Adams noted that less than half of IBSA member churches gave through the IMO in 2010. If each of the nonparticipating churches had given even half of what the participating churches gave, the offering would have increased by 50 percent – nearly $200,000.
This year’s offering emphasis and season of prayer for Illinois missions is scheduled for Sept. 18-25, although churches can choose dates that fit their calendars. Promotional materials, including a planning guide, posters, prayer guides, offering envelopes, and a DVD with four missions videos, were mailed to IBSA churches in mid-August.

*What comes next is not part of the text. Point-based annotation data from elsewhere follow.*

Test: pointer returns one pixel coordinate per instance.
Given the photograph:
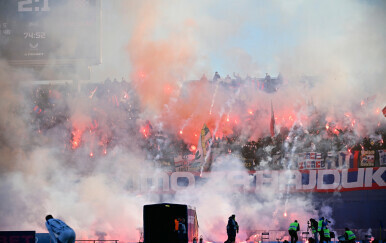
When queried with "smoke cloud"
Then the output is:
(331, 56)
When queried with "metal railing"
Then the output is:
(96, 241)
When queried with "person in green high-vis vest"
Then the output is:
(293, 231)
(349, 236)
(326, 235)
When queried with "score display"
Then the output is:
(42, 32)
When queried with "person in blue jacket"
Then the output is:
(59, 231)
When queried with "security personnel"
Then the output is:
(327, 237)
(314, 229)
(320, 229)
(293, 231)
(349, 236)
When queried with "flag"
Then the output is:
(272, 125)
(202, 156)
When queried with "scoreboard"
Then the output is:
(50, 32)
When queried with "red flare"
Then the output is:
(76, 138)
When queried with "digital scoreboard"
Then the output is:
(50, 32)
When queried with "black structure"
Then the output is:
(158, 222)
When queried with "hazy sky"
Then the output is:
(246, 37)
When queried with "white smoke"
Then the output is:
(340, 44)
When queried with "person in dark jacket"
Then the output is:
(293, 231)
(59, 231)
(232, 229)
(349, 236)
(181, 230)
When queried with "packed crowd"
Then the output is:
(114, 120)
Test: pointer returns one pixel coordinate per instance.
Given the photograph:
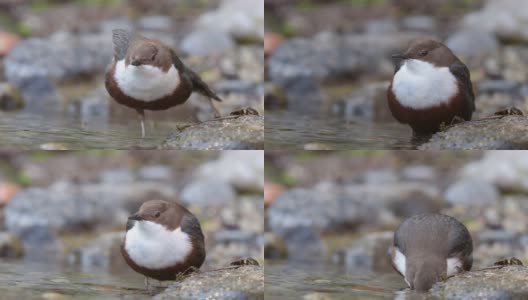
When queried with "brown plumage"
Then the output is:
(171, 216)
(428, 120)
(136, 51)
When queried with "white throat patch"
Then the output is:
(146, 83)
(454, 266)
(399, 261)
(421, 85)
(152, 246)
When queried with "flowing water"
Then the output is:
(289, 280)
(31, 280)
(23, 130)
(290, 130)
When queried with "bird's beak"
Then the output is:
(400, 56)
(135, 217)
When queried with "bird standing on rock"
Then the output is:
(430, 87)
(163, 240)
(429, 247)
(147, 75)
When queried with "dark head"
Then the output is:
(140, 51)
(427, 50)
(161, 212)
(149, 52)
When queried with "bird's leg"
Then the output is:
(141, 113)
(150, 289)
(217, 112)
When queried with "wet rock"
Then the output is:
(242, 214)
(329, 55)
(271, 192)
(241, 19)
(7, 191)
(7, 41)
(505, 169)
(503, 283)
(95, 108)
(64, 206)
(111, 24)
(10, 97)
(504, 18)
(155, 23)
(369, 252)
(238, 94)
(155, 172)
(241, 133)
(207, 42)
(35, 63)
(381, 26)
(497, 236)
(368, 103)
(419, 23)
(381, 176)
(274, 246)
(116, 176)
(497, 86)
(274, 97)
(10, 246)
(206, 192)
(246, 282)
(303, 243)
(468, 192)
(245, 63)
(419, 173)
(243, 170)
(103, 252)
(473, 44)
(222, 254)
(272, 41)
(502, 133)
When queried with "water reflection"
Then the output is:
(24, 280)
(292, 130)
(290, 280)
(23, 130)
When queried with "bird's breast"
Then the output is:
(421, 85)
(152, 246)
(146, 83)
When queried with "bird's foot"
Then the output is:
(248, 111)
(457, 120)
(512, 111)
(509, 262)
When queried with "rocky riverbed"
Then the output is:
(56, 71)
(73, 225)
(337, 68)
(339, 222)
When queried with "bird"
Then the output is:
(163, 240)
(146, 74)
(429, 247)
(430, 87)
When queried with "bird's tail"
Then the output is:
(201, 87)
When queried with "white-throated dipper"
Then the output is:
(163, 240)
(145, 74)
(430, 247)
(430, 87)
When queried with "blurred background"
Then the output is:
(63, 218)
(330, 218)
(328, 66)
(53, 55)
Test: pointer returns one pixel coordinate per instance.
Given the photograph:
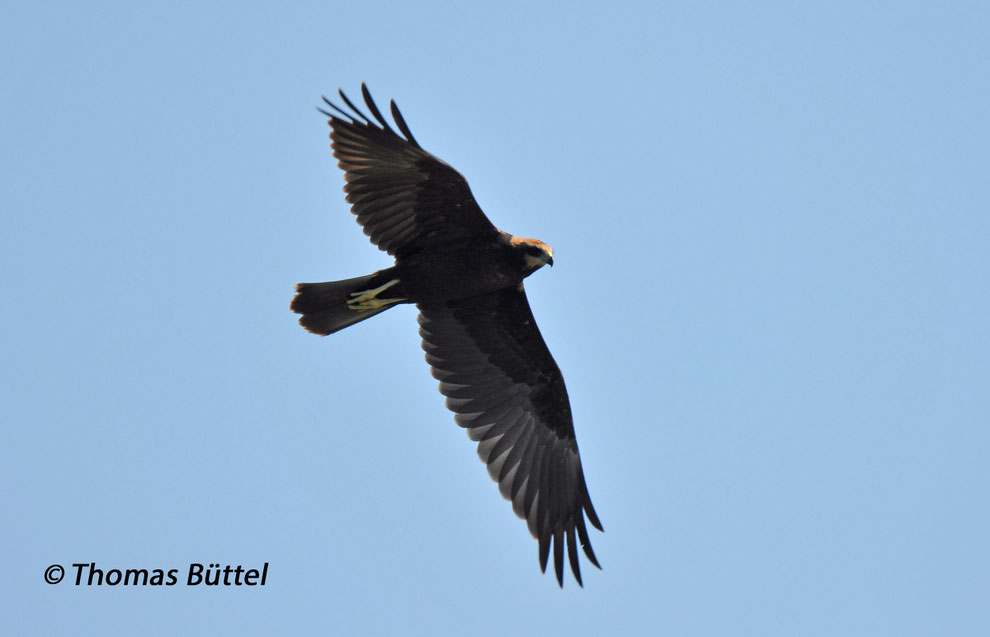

The videos, also available for download at IBSA.org, highlight Illinois Baptist ministries where lives have been changed with the Gospel, including church planting, evangelism and collegiate outreach. They can be used as part of a worship service, or to promote the Offering in smaller missions groups or Sunday School classes.
Each church will receive materials in quantities based on reported morning worship attendance, but more copies of all the materials are available free of charge by calling (217) 391- 3116 or sending an e-mail to IMO@IBSA.org.
Additional materials, including an adult mission study, clip art, children’s sermon and video listening guides, are available at IBSA.org. Click on the IMO logo.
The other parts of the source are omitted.